Negli ultimi giorni più che mai la cronaca nera ha urlato al mondo che questo Paese versa in una condizione incurabile tanto che necessita di scusanti se ci si vuole divertire, ubriacare, se si vuole vivere.
Lo stupro di Palermo si aggiunge all’elenco infinito di donne calpestate e massacrate nella dignità e, ancora una volta, da prova della rabbia forcaiola che vive nella pancia dei più che hanno invocato la castrazione chimica e la pena di morte per il branco.
Nello scrollare nevrotico sui social a cui tutti siamo ormai abituati si avverte allora forte il clima barbaro in cui violenza chiama violenza e dove, invece, non c’è spazio per l’enorme emergenza educativa di cui questi commenti in rete sono l’esito. La veemenza dei commenti sul gruppo di stupratori non è da perdonare perché “dovete bruciare vivi” genera un circolo vizioso in cui la brutalità diventa prassi ma è di certo la conseguenza lampante di una cronaca che racconta di scarcerazioni incredibili, di pene ridicole e della totale incapacità di tutelare le vittime dopo eventi così traumatici.

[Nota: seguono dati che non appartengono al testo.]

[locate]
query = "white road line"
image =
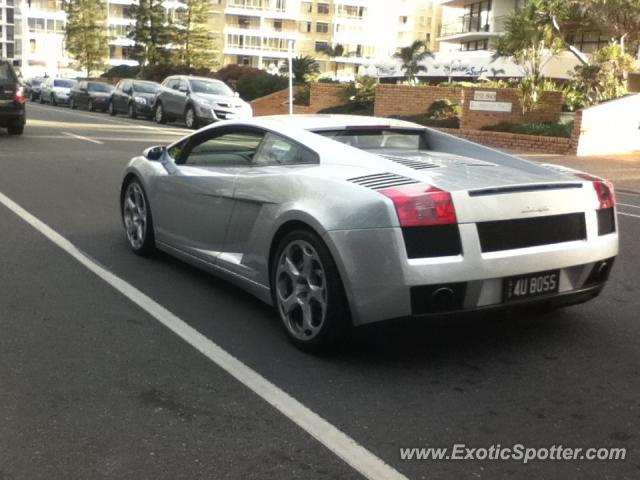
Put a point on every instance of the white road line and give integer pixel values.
(109, 119)
(355, 455)
(80, 137)
(629, 215)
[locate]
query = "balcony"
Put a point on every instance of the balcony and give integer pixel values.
(472, 27)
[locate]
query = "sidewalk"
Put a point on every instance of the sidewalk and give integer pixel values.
(622, 170)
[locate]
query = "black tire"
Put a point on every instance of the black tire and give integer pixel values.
(191, 118)
(16, 129)
(159, 115)
(336, 324)
(148, 245)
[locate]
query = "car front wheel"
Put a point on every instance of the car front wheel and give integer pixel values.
(308, 293)
(137, 220)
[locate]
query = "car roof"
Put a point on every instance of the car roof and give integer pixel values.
(330, 122)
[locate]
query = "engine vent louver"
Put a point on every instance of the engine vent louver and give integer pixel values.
(411, 163)
(380, 181)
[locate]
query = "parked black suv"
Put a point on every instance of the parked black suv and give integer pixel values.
(12, 110)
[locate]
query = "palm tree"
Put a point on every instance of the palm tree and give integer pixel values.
(333, 52)
(300, 67)
(411, 57)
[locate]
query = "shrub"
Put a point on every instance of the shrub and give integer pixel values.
(252, 87)
(549, 129)
(442, 109)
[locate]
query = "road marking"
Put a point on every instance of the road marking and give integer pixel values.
(107, 119)
(346, 448)
(80, 137)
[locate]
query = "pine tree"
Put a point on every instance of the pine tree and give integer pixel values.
(151, 33)
(193, 40)
(86, 34)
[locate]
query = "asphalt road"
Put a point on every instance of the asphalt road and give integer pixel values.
(91, 386)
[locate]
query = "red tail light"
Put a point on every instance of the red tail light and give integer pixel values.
(422, 205)
(604, 189)
(19, 94)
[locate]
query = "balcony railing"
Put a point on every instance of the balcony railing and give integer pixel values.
(473, 24)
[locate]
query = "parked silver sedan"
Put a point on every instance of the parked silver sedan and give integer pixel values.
(341, 220)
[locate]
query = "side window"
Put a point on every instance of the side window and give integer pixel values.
(277, 150)
(223, 150)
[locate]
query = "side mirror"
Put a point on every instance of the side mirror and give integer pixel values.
(155, 153)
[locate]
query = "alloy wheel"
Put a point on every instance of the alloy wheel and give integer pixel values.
(134, 212)
(301, 290)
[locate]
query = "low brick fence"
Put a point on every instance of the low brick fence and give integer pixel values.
(516, 141)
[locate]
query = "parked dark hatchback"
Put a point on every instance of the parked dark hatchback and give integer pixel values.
(12, 109)
(133, 97)
(90, 95)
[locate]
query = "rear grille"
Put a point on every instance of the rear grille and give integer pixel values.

Continuare ad emettere sentenze assurde di secondi insufficienti, che tengano presente l’abbigliamento succinto o la sobrietà delle vittime, assieme alla mancata educazione sul concetto di consenso, di sessualità e dignità, da adito all’impostazione medievale della giustizia privata e feroce.
Io sto con la vittima e non con i carnefici con cui invece sta la giustizia italiana che ne deve ancora fare di strada prima di riconoscere nella violenza contro le donne un problema sociale sistemico.